Giustizia per mio fratello, parla la sorella dell’uomo travolto e ucciso a Monza nella notte tra sabato e domenica.

Giustizia per mio fratello

La sorella di Antonio Seria, Eliana, non si dà pace: “Voglio giustizia per mio fratello, voglio sapere cosa è successo”. La donna e il marito, Giuseppe Casati, casa a Cesano, dove il 60enne ucciso in un drammatico incidente stradale viveva fino a sette anni fa, hanno saputo della tragedia “intorno alle 10 di domenica e ancora non possiamo crederci”. “Mi sembra di essere in un film. Antonio – dice la sorella – non può essere morto in quel modo. Nessuno dovrebbe avere in sorte una morte così”.

Una morte assurda e dolorosa

Avvisati dai carabinieri della Tenenza di Cesano Maderno, i due cesanesi si sono precipitati a Monza. Prima in caserma e poi sul luogo dell’incidente. “Volevamo vedere, capire, perché al momento ci sono solo supposizioni e le ricostruzioni che abbiamo letto sui giornali. Ma quello che è successo è talmente assurdo e doloroso che non ce ne faremo mai una ragione”.

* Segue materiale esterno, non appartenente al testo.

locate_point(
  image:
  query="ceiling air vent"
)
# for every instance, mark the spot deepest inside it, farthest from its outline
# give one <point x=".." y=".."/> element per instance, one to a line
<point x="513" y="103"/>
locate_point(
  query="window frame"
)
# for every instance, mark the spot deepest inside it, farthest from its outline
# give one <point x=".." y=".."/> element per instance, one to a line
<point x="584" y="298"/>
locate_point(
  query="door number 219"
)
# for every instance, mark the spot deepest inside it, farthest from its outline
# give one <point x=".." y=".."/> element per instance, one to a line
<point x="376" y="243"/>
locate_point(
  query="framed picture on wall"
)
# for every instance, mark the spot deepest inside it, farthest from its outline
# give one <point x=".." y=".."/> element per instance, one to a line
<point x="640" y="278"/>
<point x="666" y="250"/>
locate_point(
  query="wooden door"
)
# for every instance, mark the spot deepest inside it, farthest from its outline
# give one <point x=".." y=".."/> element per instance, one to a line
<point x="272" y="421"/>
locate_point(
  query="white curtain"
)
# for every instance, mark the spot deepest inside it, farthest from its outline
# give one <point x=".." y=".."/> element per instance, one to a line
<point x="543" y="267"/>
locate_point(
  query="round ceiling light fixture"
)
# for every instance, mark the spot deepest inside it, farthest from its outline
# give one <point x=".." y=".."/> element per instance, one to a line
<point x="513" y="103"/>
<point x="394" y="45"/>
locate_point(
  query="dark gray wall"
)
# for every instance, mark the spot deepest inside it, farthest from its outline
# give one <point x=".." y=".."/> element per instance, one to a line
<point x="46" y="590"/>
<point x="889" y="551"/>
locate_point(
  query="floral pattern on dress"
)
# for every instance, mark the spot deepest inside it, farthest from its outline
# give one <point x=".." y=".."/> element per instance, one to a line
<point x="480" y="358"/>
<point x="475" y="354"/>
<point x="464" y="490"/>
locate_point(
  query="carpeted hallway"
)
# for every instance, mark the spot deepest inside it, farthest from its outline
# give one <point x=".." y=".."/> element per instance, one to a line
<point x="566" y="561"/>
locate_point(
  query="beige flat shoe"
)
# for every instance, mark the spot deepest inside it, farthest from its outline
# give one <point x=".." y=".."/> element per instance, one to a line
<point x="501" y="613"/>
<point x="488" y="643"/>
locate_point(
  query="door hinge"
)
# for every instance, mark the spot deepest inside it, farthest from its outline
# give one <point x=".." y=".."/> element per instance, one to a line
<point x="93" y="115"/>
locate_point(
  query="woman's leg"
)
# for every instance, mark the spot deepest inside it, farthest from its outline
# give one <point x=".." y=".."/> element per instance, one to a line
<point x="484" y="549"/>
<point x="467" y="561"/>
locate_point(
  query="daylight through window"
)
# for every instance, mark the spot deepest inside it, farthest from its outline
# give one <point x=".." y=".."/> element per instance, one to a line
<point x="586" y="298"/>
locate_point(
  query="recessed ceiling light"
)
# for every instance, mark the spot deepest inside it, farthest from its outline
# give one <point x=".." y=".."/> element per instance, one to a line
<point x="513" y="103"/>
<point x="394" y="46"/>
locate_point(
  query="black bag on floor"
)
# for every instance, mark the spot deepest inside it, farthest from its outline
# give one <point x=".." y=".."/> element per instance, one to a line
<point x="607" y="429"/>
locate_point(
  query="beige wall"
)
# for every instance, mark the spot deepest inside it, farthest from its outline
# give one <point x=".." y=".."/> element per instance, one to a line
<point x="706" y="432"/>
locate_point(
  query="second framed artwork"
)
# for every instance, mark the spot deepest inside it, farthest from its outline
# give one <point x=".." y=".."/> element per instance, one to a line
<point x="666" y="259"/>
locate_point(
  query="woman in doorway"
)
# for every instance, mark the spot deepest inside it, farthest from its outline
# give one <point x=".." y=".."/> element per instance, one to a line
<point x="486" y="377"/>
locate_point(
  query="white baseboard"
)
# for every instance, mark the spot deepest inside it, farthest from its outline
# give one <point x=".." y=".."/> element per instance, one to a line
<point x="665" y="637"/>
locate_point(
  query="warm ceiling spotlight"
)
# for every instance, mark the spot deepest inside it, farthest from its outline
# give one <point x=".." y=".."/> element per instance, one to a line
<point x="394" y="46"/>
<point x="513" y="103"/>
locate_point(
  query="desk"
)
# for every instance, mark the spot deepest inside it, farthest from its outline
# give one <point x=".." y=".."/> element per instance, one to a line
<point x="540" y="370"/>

Figlio di un funzionario Snia

Figlio di un funzionario Snia cresciuto nei palazzi di via Calabria, Seria era impiegato dal 1997 alla multinazionale Trocellen di Caponago. Alla morte della mamma, sette anni fa, aveva lasciato Cesano e si era trasferito a Caponago per avvicinarsi al lavoro. “Aveva comprato un bilocale a cinquecento metri dall’azienda, tanto che a lavoro andava quasi sempre a piedi. Diceva sempre che a Cesano sarebbe tornato una volta andato in pensione”.